Über

Über CHristian Gahl

Architekturphotographie transformiert räumlich und zeitlich gebundenes Wahrnehmen von Bauwerken in ein zweidimensionales, zeitunabhängiges Medium. Über das Architekturphoto werden Räume, Perspektiven, Materialien, Oberflächen, Lichtwirkungen und grundlegende Elemente des architektonischen Konzepts offengelegt. Im idealen Fall lässt ein Architekturphoto seinem Betrachter ein Bauwerk, einen architektonischen Raum klar und deutlich vorstellbar werden, obwohl er es selbst nicht aus eigener Anschauung kennt. Architekturphotographie kann damit eine direkte Beziehung zwischen dem realen Bau und dem abwesenden Betrachter herstellen. Sie gleicht hierin der Porträtphotographie, die hinter der reproduzierten Oberfläche eines Gesichtes den tieferen Charakter einer unbekannten Person hervorleuchten lässt.

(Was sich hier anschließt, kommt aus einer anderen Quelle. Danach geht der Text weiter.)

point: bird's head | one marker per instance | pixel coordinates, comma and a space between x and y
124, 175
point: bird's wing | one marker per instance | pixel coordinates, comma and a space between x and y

Christian Gahls Arbeiten erreichen genau dies und sogar noch mehr. Der Betrachter seiner Photographien erhält eine klare und plastische Vorstellung des für ihn abwesenden und oft weit entfernten Gebäudes. Auch seine Aufnahmen können die persönliche Begegnung, die eigene Erfahrung natürlich nicht vollkommen ersetzen, aber sie vermitteln doch auf eine sehr direkte und klare Weise den eigentlichen Charakter der abgebildeten Architektur. Er erreicht das durch den Einsatz minimaler Stilmittel. Es ist vor allem die wohl überlegte Reduktion des Unnötigen, die Präzision in der Wahl des Bildausschnitts und die erstaunliche Sicherheit, mit der er stets den richtigen Standort, das richtige Licht und die passenden Einstellungen wählt. Technische Brillanz, Perfektion in der Vorbereitung von Ort, Zeit und Licht sind dabei aber nur das grundlegende Handwerk, um jenes differenzierte innere Bild, das er selbst durch sein Erleben in und vor der Architektur gewinnt, in das Medium Photographie zu übersetzen. Er, der Photograph, ist es ja, der dem jeweiligen Gebäude als Person in der begrenzten Zeit der Aufnahme gegenübersteht, sich in ihm forschend nähert, es durchschreitet und dabei zu einer Entscheidung über die Wahl seiner Mittel kommen muss. Gahls Architekturphotographie ist damit das Resultat eines Dialoges, der sein individuelles Erleben, seine subjektive Sicht reflektiert und so auf ein objektives Niveau bringt, dass er von anderen Betrachtern im Ergebnis des Bildes nachvollzogen werden kann. Hierin steckt die besondere Kreativität: in dem Bewusstsein von den extrem komplexen räumlichen und funktionalen Ansprüchen und Funktionen der Architektur diese so klug auszuwählen und in ein Bild zu überführen, dass ihre wesentlichen Eigenschaften weiterhin ablesbar, erkennbar und beinahe fühlbar werden. Und obwohl seine Photos stets von der Abstraktion räumlicher Konzepte und Ideen bestimmt sind, bleibt das private Staunen des Photographen vor den architektonischen Meisterwerken in ihnen gleichwohl als eine leise, und doch unüberhörbare Hintergrundstimme erkennbar: Diese persönliche Begeisterung für die Architektur ist es, die die Photos von Christian Gahl besonders auszeichnet und ihnen, zusammen mit ihrer technischen Perfektion und stilistischen Klarheit, die Tiefe und Vielschichtigkeit eines künstlerischen Ansatzes verleiht.